I’ve talked to a lot of anti-vaccination parents and I know it’s not their intention and I know they love their children as much as any other parent but to be perfectly honest, that has absolutely nothing to do with anything. Intentions or not, this is about how a child feels when they are told that they are a damaged product of a broken system that their parent didn’t want. Harsh? Maybe but this is the message that the child is receiving.

You don’t understand the damage you are doing to your own child with this nonsense. You really don’t. Your child will never tell you this because they are scared to death that you hate them and what they are… a broken version of the kid that you actually wanted. You are damaging your own child even worse than what you think those vaccines are doing. Your children are reaching out to total strangers on the Internet in search for answers because they are convinced that they are not the child you wanted. They are convinced that they are the source of your anger and your rage and your disappointment.

And you will disagree me and you will tell me that it’s not your child that I’m talking about but I’m telling you right now, and please listen to me… you clearly don’t see the impact. I am talking to these children every day and it’s breaking my heart. No one can convince them that they’re not a mistake and no one can make them believe that their parents love them when they grow up feeling like they are the foundation of your hate. And these children won’t let their parents know this. They don’t want to hurt their parents any more than what they think they’ve already done.

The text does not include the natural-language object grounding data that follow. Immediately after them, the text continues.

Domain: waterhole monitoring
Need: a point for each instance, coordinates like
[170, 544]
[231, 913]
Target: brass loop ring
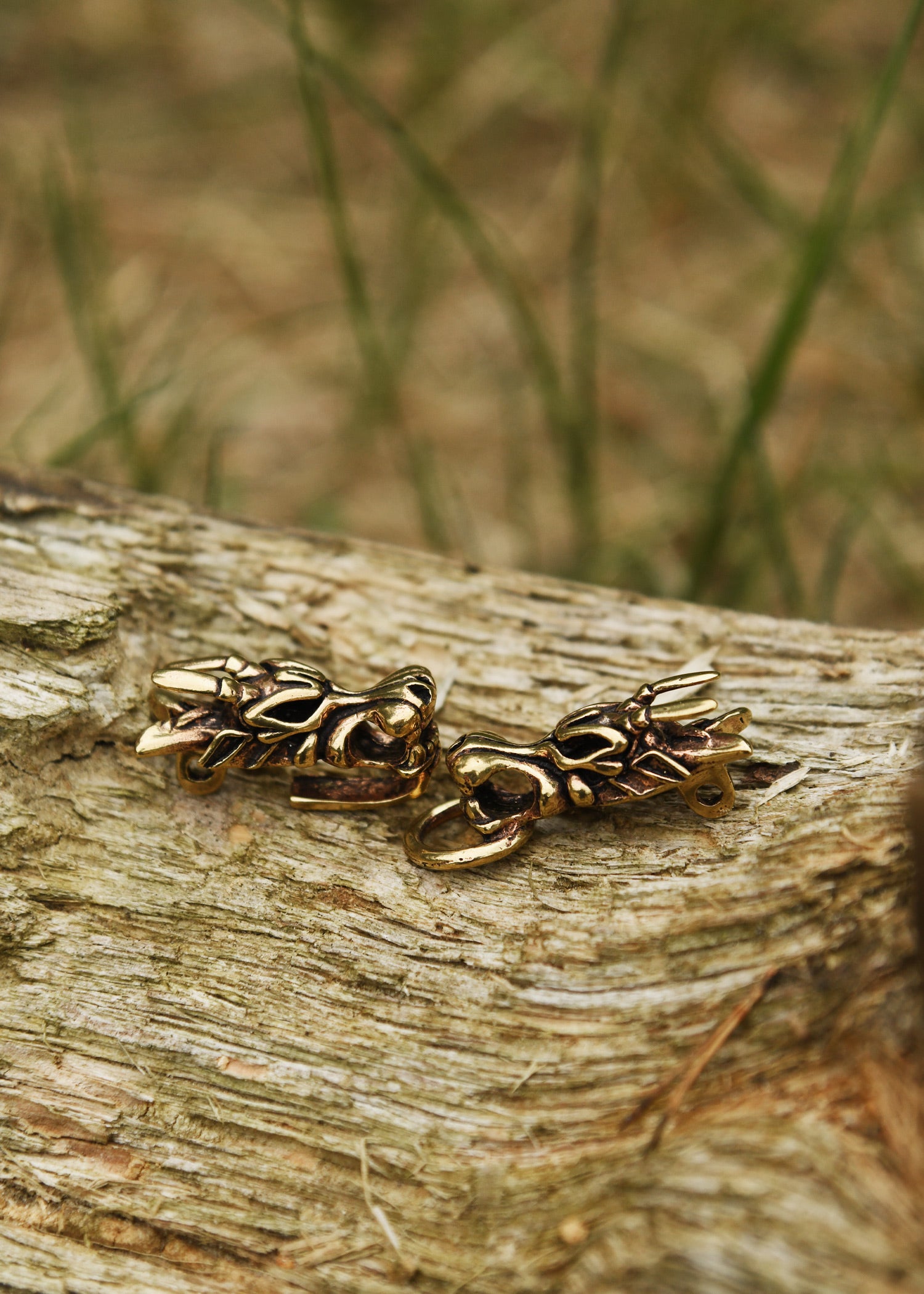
[492, 848]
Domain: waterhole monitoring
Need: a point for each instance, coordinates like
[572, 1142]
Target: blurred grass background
[630, 291]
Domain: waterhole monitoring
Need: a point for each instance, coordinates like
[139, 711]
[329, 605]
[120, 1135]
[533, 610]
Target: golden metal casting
[601, 756]
[225, 712]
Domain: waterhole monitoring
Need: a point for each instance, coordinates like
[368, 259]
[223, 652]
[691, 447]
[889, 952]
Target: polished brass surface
[227, 712]
[599, 757]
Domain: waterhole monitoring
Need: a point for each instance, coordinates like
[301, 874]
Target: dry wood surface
[250, 1050]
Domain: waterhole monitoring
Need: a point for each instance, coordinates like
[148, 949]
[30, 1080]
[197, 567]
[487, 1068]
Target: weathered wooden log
[246, 1049]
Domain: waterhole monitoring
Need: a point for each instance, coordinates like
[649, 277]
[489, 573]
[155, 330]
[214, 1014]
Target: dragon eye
[584, 747]
[293, 712]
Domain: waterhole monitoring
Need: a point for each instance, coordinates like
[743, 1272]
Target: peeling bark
[213, 1010]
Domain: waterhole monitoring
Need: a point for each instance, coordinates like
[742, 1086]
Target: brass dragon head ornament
[227, 712]
[598, 757]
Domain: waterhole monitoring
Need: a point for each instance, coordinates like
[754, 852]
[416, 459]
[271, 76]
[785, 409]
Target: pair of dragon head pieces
[228, 712]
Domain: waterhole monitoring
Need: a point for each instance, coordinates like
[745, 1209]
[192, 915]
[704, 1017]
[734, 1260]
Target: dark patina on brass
[599, 757]
[227, 712]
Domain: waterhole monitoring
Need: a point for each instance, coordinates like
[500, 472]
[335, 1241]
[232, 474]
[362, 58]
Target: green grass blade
[381, 391]
[752, 185]
[819, 251]
[75, 241]
[495, 266]
[582, 446]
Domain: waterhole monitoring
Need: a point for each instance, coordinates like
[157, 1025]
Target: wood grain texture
[214, 1011]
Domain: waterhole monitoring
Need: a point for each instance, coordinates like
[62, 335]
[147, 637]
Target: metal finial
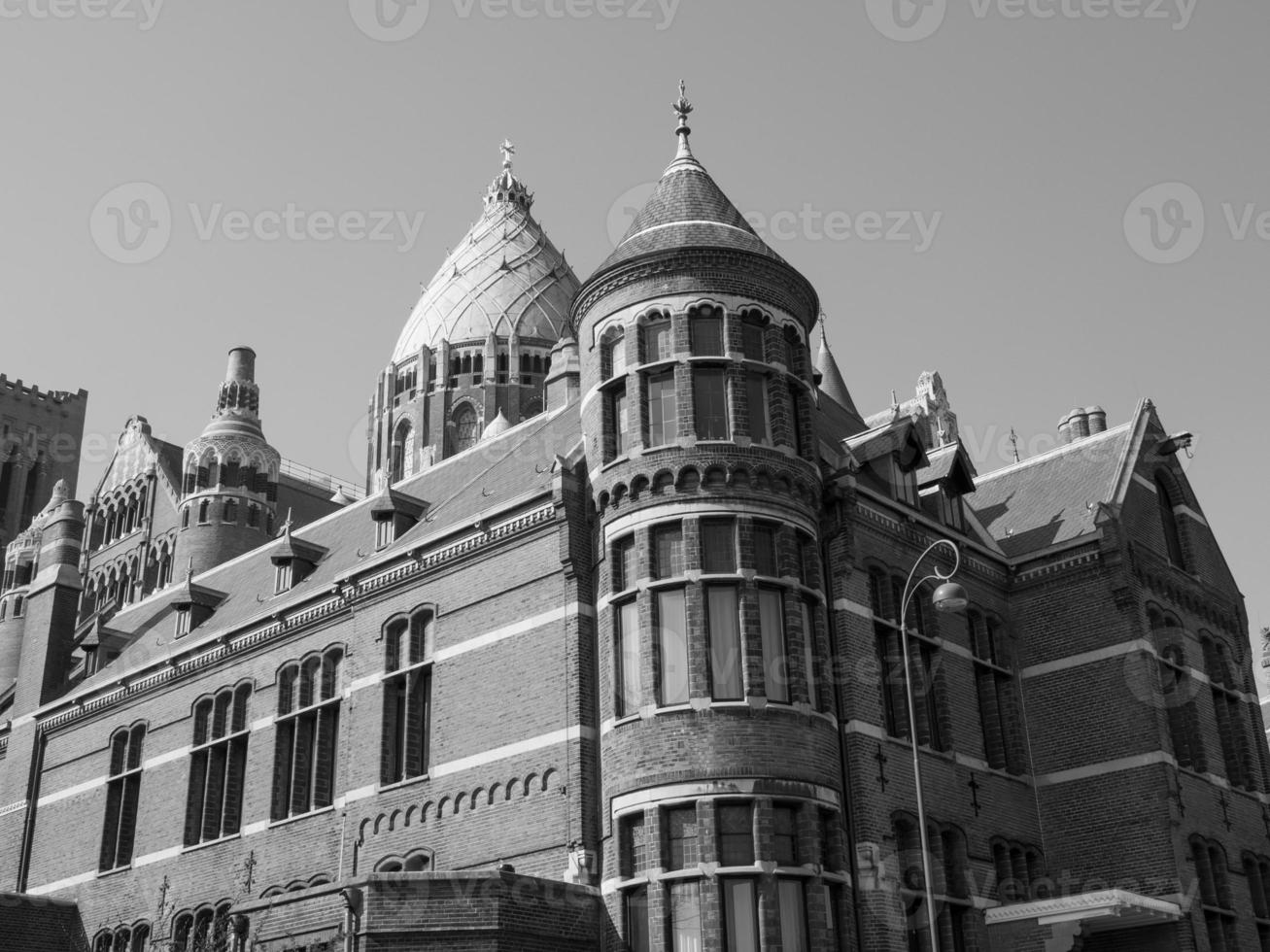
[682, 108]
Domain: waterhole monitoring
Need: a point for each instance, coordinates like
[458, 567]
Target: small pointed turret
[832, 382]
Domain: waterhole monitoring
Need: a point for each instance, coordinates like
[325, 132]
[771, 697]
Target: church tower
[719, 752]
[230, 476]
[476, 352]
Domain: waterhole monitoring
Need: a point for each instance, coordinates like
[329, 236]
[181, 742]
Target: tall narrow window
[756, 404]
[122, 790]
[663, 425]
[657, 342]
[672, 646]
[307, 727]
[724, 631]
[710, 402]
[793, 907]
[706, 330]
[617, 421]
[718, 546]
[772, 625]
[740, 915]
[218, 765]
[736, 834]
[1169, 524]
[686, 917]
[681, 836]
[628, 681]
[408, 645]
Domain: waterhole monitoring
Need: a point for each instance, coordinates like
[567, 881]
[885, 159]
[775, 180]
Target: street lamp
[948, 596]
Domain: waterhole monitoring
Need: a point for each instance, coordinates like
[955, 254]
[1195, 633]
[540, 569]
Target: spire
[832, 382]
[682, 108]
[505, 188]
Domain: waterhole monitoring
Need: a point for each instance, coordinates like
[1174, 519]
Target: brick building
[40, 443]
[610, 658]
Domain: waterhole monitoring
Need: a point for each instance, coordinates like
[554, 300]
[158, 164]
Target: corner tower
[478, 343]
[719, 750]
[230, 476]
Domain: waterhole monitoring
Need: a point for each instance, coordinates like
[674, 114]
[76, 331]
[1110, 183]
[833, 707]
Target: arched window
[1169, 522]
[122, 789]
[408, 645]
[214, 806]
[465, 428]
[307, 728]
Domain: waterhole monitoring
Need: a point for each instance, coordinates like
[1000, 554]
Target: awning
[1097, 911]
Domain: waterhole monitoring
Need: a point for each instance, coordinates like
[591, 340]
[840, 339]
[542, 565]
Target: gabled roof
[948, 462]
[493, 475]
[1054, 496]
[900, 435]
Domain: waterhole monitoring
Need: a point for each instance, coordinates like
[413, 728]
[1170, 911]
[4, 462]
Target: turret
[698, 404]
[230, 475]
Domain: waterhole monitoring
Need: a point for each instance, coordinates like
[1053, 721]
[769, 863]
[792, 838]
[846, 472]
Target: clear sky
[965, 183]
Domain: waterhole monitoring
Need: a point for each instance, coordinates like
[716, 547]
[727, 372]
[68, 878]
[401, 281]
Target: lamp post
[948, 596]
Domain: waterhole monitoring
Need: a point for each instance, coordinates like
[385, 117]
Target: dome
[504, 277]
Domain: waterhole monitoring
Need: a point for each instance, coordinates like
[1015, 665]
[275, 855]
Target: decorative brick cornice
[285, 621]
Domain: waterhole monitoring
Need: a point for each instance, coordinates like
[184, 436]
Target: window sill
[297, 818]
[209, 843]
[399, 785]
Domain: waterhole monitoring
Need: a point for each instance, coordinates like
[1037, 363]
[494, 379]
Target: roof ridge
[1054, 454]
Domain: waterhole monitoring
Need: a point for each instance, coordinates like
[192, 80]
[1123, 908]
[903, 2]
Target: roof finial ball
[682, 108]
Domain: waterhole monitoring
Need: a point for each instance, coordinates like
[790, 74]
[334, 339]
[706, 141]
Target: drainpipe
[852, 862]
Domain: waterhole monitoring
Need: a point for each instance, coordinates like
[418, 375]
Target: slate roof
[1051, 497]
[687, 210]
[512, 466]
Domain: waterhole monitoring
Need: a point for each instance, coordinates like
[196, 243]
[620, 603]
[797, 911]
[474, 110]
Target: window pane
[662, 409]
[793, 915]
[724, 642]
[765, 550]
[785, 835]
[772, 622]
[752, 340]
[740, 915]
[657, 338]
[756, 400]
[718, 546]
[669, 551]
[708, 389]
[685, 917]
[636, 920]
[681, 825]
[706, 334]
[628, 661]
[736, 834]
[672, 633]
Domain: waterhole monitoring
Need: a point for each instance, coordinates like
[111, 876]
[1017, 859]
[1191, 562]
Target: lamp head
[950, 596]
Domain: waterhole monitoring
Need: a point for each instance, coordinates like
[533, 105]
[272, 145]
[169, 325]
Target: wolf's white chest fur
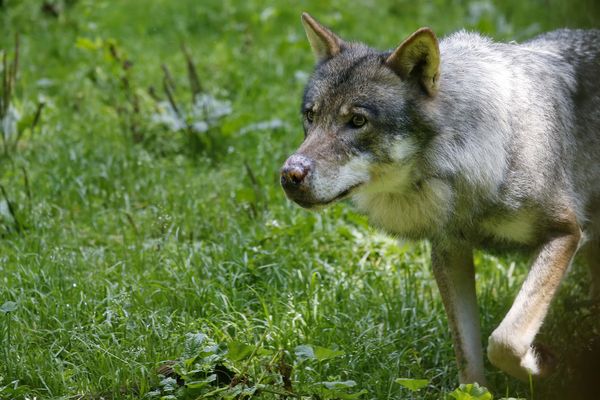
[395, 205]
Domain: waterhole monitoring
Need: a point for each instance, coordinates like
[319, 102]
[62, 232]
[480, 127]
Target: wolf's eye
[310, 115]
[358, 120]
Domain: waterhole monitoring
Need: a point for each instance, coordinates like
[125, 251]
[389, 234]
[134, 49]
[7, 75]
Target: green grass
[131, 235]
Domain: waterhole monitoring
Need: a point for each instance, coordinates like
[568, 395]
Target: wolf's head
[362, 117]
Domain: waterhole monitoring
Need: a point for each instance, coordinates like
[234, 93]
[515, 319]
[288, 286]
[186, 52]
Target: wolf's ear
[324, 43]
[418, 57]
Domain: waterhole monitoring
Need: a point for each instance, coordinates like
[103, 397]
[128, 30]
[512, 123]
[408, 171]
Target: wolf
[471, 144]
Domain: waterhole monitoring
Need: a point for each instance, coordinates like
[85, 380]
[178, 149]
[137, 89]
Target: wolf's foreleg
[510, 346]
[455, 277]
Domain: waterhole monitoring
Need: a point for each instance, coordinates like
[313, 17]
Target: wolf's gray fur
[497, 146]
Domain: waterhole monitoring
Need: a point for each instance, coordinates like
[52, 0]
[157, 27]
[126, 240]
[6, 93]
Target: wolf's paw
[520, 360]
[539, 361]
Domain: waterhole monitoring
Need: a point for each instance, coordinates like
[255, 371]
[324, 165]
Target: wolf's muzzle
[294, 176]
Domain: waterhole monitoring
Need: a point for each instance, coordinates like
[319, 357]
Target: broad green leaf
[338, 384]
[7, 307]
[471, 391]
[321, 353]
[237, 351]
[88, 44]
[412, 384]
[305, 352]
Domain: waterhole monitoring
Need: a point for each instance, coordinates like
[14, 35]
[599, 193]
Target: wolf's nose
[294, 171]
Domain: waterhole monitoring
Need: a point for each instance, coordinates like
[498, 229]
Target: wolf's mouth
[319, 204]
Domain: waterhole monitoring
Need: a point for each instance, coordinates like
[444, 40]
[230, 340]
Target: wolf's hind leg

Please. Please! My heart is breaking for these poor children. They can’t take this. No child should be feeling this way! You can’t do this to them. You just can’t. I beg of you. I’m not asking you to stop believing what you believe. I don’t know, maybe I am. All I’m asking is… please stop doing this to your own children. To all of these children. To every child everywhere that is scared to death that they’re a broken, disappointing autistic byproduct of being poisoned.

Please don’t do this to them anymore.

  • I am Stuart Duncan, owner of Autcraft, a world wide Minecraft server with a user base of 6000 children that have autism. I speak to many of these children almost daily about some of the most personal aspects of their lives. I will not be sharing names or direct quotes as I do not want any of those children to feel like I am singling them out or giving clues as to their identity.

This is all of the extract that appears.